BESS, vol de câbles : les chantiers en germe
Deux sujets, à des stades très différents de maturité, complètent le tableau des priorités d’Advenir.
Le premier concerne l’intégration de systèmes de stockage par batterie (BESS) au programme. La réflexion est qualifiée d’« embryonnaire » par Ludovic Coutant : il s’agit avant tout de comprendre le fonctionnement de ces dispositifs et d’évaluer les potentiels conflits d’usage entre service rendu au réseau et besoin de mobilité, sachant que l’équilibre économique de ces systèmes repose souvent sur un mix d’usages. Advenir évalue actuellement dans quelle mesure cette brique technologique pourrait s’intégrer aux exigences des collectivités.
Le second sujet, plus sensible pour les exploitants de bornes, est celui du vol de câbles sur le réseau. Advenir se positionne en contributeur actif de l’écosystème sur cette problématique, tout en reconnaissant que c’est davantage Avere-France qui porte le sujet à travers son groupe de travail dédié à la qualité de service. Le vandalisme, en revanche, relève selon Ludovic Coutant moins d’un enjeu de politique publique que d’une question assurantielle.

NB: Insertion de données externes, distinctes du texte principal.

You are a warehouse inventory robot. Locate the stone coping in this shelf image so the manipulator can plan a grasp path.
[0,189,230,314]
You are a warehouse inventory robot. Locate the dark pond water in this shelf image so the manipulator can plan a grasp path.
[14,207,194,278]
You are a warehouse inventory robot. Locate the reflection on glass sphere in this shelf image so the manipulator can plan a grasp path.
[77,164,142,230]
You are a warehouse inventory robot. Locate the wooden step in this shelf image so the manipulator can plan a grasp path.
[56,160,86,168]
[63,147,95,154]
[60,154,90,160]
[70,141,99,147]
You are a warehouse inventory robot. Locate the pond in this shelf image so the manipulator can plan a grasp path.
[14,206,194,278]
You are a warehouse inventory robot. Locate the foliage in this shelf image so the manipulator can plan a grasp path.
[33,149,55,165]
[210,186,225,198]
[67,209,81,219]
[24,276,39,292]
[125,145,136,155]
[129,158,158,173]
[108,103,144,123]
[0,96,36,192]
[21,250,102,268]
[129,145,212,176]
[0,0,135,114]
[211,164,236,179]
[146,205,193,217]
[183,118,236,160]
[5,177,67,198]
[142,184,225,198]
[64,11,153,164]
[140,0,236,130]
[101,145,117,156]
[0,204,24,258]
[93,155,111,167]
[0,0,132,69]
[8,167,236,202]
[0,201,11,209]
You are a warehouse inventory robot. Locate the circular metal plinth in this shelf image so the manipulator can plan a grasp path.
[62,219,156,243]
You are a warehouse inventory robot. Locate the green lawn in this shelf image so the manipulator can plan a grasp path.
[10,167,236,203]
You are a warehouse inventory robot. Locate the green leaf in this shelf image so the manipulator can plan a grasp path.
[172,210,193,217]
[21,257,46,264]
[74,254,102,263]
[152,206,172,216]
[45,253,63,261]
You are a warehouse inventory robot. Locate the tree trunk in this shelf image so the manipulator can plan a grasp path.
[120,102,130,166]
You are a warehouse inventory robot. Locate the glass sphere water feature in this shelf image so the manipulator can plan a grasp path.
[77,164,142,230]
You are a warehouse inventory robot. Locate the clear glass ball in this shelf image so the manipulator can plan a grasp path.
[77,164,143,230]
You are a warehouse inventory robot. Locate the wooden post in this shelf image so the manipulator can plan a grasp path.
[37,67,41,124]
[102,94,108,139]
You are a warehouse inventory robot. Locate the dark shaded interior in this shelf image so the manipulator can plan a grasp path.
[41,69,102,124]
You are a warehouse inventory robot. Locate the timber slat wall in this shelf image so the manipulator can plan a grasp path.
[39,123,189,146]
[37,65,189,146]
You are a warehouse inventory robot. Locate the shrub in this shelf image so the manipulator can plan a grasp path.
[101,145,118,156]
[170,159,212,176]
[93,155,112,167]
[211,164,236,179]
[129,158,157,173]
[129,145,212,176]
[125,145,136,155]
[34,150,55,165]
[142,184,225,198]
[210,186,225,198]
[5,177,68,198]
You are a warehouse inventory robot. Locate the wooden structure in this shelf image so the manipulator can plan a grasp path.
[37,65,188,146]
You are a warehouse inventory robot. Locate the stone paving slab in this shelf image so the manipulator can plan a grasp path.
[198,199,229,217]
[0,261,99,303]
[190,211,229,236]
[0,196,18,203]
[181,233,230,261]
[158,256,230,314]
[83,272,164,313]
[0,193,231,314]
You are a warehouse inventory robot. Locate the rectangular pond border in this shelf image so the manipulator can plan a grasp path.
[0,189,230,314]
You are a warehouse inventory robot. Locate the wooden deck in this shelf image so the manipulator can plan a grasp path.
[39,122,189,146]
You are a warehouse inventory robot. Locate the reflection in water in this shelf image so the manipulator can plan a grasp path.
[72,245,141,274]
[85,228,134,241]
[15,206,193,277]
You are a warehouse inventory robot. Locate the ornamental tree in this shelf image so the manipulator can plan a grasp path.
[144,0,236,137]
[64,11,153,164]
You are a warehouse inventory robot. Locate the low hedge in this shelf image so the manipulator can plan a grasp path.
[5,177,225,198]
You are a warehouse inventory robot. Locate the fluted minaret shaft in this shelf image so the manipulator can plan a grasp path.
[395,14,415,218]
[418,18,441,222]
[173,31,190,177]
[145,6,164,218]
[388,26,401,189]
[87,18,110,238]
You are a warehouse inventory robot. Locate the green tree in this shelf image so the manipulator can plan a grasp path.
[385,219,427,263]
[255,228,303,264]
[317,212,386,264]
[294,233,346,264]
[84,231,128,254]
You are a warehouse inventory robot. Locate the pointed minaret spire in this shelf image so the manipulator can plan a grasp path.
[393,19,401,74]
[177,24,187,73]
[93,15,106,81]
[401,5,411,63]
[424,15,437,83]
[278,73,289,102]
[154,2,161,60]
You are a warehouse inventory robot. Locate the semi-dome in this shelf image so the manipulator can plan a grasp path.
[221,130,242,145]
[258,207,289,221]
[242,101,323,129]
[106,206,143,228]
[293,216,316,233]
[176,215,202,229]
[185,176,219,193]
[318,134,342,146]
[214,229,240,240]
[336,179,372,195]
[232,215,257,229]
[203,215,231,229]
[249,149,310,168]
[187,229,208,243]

Ce que dit Advenir de la stratégie française d’électrification
Pris dans son ensemble, cet entretien dessine les contours d’une doctrine cohérente : un outil public qui cible ses interventions là où le marché ne va pas encore, qui documente ses effets par la donnée plutôt que par l’intuition, et qui accepte de se retirer quand le privé prend le relais.
C’est précisément le type d’architecture — ciblage fin, mesure continue, effacement progressif — qu’appelle de ses vœux une véritable stratégie nationale d’électrification, à l’heure où la France cherche à structurer sa réponse aux enjeux de saturation réseau, de financement de la mobilité lourde et de acceptabilité sociale de la transition. La reconduction du programme jusqu’à 2030 offre à cette doctrine le temps long dont elle a besoin pour produire ses effets.